Brazilian oil giant Petrobras is scheduled to announce Friday, April 21, that Brazil has reached self-sufficiency in oil, guaranteed with the entry into operation of platform P-50.
The structure will be the largest in operation in Brazil, adding over 180,000 barrels of oil to Brazilian production. Last month, Petrobras produced 1.75 million barrels of oil a day.
Thirty years ago, Brazil imported almost all the oil consumed internally. The announcement of self-sufficiency takes place on the same day as Brazilian president Luiz Inácio Lula da Silva is going to visit the P-50 platform, installed in Albacora Leste field, in Campos Basin, on the coast of the state of Rio de Janeiro.
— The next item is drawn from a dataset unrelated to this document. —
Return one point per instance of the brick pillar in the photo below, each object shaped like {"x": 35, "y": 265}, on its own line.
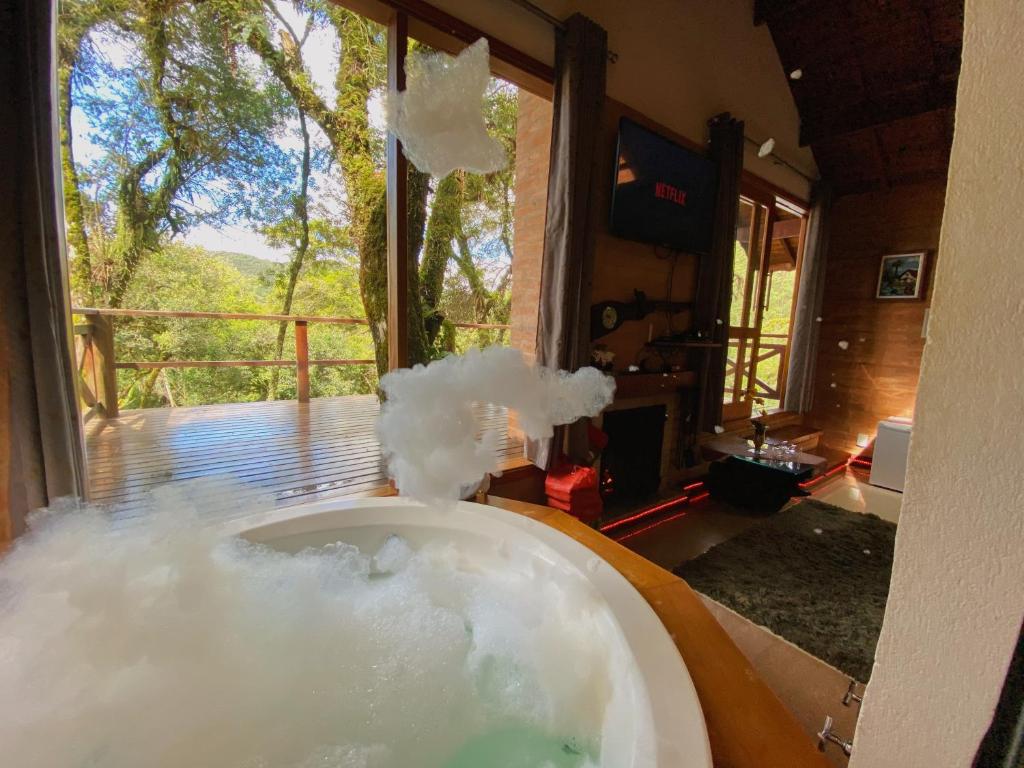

The site is the main oil producer in the country, answering to around 85% of the national oil production. A Floating Production, Storage and Offloading (FSPO) unit, the new platform will alone start answering to 11% of the total oil extracted in the country.
Apart from producing oil, P-50 will have capacity for compression of six million cubic meters of natural gas and will store another 1.6 million barrels of oil. According to the concept adopted by Petrobras, self-sufficiency is the availability of oil produced at equal or greater or equal volumes to the refining capacity in the country, for the supply of the domestic market.
Today, the domestic demand for the product is around 1.8 million barrels (the same as the National Refining Park), whereas production after the start of operation of the P-50 should reach year-end at a daily average of between 1.9 million and 1.91 million barrels.